Mechanobiology of intestinal organoids

Group: Integrative cell and tissue dynamics
Group leader: Xavier Trepat (

The intestinal epithelium is a highly dynamic tissue that self-renews every 3-5 days. Epithelial self-renewal is achieved through the action of stem cells that reside at the bottom of highly curved tissue compartments termed intestinal crypts. Intestinal stem cells constantly divide, giving rise to new cells that leave their niche, proliferate in the crypt neck, differentiate into distinct cell types, and migrate to the tip of dome-like protrusions called villi, where they are extruded into the intestinal lumen. Each of these processes is governed not only by biological signals but also by mechanical ones such as cellular forces and tissue stiffness. The goal of this PhD project will be to study how tissue biology and mechanics work together to generate and maintain the shape and function of intestinal organoids. The student will combine tools in life cell microscopy, mechanobiology, cell and molecular biology, organoid models, and 3D bioprinting. In addition, the project will rely on novel technologies developed in our laboratory including optogenetic probes and force mapping methods (Latorre et al, Nature, 2018). The project will be carried out in collaboration with world experts in organoid biology (Danijela Vignjevic, Institut Curie), cancer biology (Eduard Batlle, IRB Barcelona), and computational mechanics (Marino Arroyo, UPC).

The candidate will develop tools to quantify mechanics of organoids with high spatiotemporal resolution. These tools will involve advanced microscopy, force mapping methods, nanotechnologies, biomaterials, and organoid biology. Using these tools, the candidate will study the role of cell mechanics in organoid growth and morphogenesis, as well as its alteration in colorectal cancer.
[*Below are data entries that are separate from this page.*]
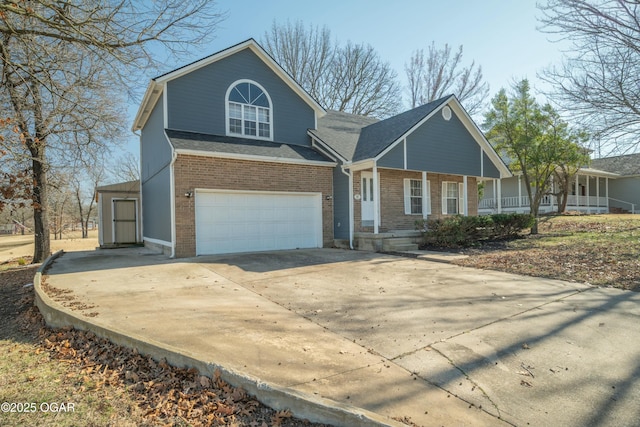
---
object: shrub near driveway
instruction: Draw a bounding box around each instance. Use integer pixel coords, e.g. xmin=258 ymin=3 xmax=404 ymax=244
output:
xmin=456 ymin=215 xmax=640 ymax=291
xmin=416 ymin=214 xmax=533 ymax=248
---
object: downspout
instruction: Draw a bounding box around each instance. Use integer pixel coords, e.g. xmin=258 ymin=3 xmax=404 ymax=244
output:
xmin=340 ymin=165 xmax=353 ymax=250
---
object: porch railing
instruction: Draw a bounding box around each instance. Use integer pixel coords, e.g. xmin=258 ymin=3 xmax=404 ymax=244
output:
xmin=478 ymin=195 xmax=608 ymax=209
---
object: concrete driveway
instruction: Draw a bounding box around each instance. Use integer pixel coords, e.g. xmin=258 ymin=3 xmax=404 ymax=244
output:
xmin=41 ymin=249 xmax=640 ymax=426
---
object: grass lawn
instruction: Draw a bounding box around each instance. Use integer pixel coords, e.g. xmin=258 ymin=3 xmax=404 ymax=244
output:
xmin=456 ymin=215 xmax=640 ymax=291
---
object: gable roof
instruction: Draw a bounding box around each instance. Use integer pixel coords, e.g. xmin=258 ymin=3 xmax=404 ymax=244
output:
xmin=353 ymin=95 xmax=453 ymax=162
xmin=591 ymin=153 xmax=640 ymax=176
xmin=132 ymin=39 xmax=326 ymax=131
xmin=309 ymin=110 xmax=378 ymax=161
xmin=308 ymin=95 xmax=512 ymax=177
xmin=165 ymin=129 xmax=335 ymax=166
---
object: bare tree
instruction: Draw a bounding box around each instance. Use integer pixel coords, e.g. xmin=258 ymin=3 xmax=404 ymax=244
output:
xmin=0 ymin=0 xmax=221 ymax=262
xmin=327 ymin=42 xmax=401 ymax=117
xmin=110 ymin=151 xmax=140 ymax=181
xmin=261 ymin=21 xmax=401 ymax=118
xmin=538 ymin=0 xmax=640 ymax=153
xmin=404 ymin=42 xmax=489 ymax=115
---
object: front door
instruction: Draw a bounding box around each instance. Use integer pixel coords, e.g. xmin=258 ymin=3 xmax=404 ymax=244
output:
xmin=360 ymin=172 xmax=377 ymax=225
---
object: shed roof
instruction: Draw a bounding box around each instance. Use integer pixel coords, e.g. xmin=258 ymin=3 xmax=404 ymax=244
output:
xmin=96 ymin=180 xmax=140 ymax=193
xmin=353 ymin=95 xmax=451 ymax=162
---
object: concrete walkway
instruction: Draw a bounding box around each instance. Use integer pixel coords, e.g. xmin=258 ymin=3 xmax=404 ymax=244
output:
xmin=39 ymin=249 xmax=640 ymax=426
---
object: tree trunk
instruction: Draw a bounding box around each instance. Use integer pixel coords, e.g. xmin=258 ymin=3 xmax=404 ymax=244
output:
xmin=33 ymin=157 xmax=51 ymax=263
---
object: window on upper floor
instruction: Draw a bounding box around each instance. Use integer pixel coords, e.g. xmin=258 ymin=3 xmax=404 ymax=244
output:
xmin=227 ymin=80 xmax=273 ymax=140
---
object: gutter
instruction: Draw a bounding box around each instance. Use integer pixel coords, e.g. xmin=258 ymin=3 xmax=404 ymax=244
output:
xmin=340 ymin=165 xmax=353 ymax=250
1. Latorre E, …, Trepat X. Active superelasticity in epithelial domes of controlled geometry. Nature (2018).

2. Labernadie A, …, Trepat X. A mechanically active heterotypic E-cadherin/N-cadherin adhesion enables fibroblasts to drive cancer cell invasion. Nature Cell Biology (2017).

3. Sunyer R, …, Trepat X. Collective cell durotaxis emerges from long-range intercellular force transmission. Science (2016).